When reading this article I learned that constructivism is helpful when the writer said, "By engaging students in novel, relevant, hands-on activities, they become fully engaged in the learning. When this happens, the need to “manage” their behavior all but evaporates." Constructivism often appears in classrooms when students are able to use their hands-on activities to construct their knowledge base. This article tells the readers that when students are engaged in this way, they do not continue to misbehave. The article goes on to say that it is not enough just to show them a movie that captures their interest, as this does not keep children from acting out only engaging them with something that they can personally experiment with helps them.

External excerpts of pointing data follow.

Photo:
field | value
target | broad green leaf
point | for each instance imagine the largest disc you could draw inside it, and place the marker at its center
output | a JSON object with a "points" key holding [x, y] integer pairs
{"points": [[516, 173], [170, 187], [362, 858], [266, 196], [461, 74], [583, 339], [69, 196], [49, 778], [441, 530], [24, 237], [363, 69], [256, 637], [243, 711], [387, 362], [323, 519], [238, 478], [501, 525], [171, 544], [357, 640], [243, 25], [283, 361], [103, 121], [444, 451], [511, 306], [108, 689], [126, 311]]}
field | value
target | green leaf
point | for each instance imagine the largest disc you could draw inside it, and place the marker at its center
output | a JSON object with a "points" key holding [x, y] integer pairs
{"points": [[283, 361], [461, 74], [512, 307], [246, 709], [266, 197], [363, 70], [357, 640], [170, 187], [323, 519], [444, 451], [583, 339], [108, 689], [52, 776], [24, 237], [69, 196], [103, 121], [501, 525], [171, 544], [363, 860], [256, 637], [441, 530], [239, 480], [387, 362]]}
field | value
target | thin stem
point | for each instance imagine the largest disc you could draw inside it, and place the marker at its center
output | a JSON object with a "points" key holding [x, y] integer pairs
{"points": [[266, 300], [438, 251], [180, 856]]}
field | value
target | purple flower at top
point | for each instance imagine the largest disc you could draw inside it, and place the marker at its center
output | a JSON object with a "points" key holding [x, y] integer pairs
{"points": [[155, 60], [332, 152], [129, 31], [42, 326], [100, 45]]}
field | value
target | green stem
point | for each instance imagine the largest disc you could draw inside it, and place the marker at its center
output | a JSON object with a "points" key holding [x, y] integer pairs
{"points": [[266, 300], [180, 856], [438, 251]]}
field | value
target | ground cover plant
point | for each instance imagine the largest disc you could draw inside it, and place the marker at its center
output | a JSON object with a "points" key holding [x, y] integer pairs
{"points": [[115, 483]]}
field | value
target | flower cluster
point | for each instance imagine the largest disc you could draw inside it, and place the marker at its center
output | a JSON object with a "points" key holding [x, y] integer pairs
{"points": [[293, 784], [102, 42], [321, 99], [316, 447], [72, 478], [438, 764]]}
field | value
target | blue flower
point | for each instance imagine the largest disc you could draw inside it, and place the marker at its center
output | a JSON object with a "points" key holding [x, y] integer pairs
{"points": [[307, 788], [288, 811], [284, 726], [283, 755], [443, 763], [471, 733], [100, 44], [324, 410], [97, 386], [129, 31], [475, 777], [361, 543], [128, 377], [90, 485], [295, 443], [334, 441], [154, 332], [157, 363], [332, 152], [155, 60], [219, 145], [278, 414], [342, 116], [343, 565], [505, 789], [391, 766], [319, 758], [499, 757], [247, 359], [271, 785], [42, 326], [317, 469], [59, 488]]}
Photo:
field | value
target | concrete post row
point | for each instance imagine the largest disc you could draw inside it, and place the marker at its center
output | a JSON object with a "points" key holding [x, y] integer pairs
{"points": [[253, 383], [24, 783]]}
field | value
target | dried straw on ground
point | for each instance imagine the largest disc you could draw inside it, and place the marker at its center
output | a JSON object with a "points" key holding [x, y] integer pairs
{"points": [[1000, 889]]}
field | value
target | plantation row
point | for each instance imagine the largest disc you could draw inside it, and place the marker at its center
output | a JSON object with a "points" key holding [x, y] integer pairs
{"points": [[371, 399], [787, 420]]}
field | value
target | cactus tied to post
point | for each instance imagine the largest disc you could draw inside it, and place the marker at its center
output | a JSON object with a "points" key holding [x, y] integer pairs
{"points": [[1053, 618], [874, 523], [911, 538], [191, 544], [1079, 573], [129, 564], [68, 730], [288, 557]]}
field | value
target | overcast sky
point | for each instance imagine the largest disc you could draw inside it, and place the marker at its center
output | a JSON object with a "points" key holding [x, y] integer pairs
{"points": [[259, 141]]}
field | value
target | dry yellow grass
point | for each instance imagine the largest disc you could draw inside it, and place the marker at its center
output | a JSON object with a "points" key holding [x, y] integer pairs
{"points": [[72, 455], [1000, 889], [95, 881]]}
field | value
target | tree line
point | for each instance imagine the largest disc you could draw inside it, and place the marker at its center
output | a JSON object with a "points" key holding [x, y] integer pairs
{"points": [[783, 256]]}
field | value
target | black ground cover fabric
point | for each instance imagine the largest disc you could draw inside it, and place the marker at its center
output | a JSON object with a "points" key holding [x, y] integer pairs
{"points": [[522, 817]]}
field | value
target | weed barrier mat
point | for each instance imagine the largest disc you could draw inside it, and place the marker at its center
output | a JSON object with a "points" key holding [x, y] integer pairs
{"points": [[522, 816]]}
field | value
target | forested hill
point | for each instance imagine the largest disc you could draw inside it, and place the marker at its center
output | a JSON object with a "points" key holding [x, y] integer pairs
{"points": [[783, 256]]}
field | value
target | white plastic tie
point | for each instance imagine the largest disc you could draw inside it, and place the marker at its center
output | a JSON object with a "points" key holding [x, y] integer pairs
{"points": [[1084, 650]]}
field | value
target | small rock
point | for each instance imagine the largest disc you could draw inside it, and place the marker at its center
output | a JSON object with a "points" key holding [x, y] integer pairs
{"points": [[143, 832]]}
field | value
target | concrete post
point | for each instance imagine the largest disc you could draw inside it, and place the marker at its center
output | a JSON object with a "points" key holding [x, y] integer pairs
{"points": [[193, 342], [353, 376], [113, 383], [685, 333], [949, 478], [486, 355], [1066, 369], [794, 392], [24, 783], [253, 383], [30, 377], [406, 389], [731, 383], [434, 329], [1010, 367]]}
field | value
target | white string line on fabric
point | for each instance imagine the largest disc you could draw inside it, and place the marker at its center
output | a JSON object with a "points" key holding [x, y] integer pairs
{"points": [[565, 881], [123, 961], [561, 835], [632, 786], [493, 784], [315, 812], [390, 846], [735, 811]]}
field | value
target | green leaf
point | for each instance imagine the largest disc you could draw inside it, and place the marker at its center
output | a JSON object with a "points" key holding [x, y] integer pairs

I believe that behaviorism works better in most situations as it is easier to do and speaks right to the psychological nature of students. However, in this case I believe that constructivism would work better. I believe that getting the seniors involved with a hands on activity would engage them and prevent them from acting out. The study mentions a presentation, instead maybe the student could work on a website or wiki and create it to be posted on the internet for actual use. This would incorporate technology into the classroom, provide cross-curriculum training with web-design classes, and give the students a sense of connectivity to and responsibility for their work.

1 comment:

  1. I like how you're using constructivism to intervene with these behaviors. You're right - engaging the students more will decrease their unproductive behaviors.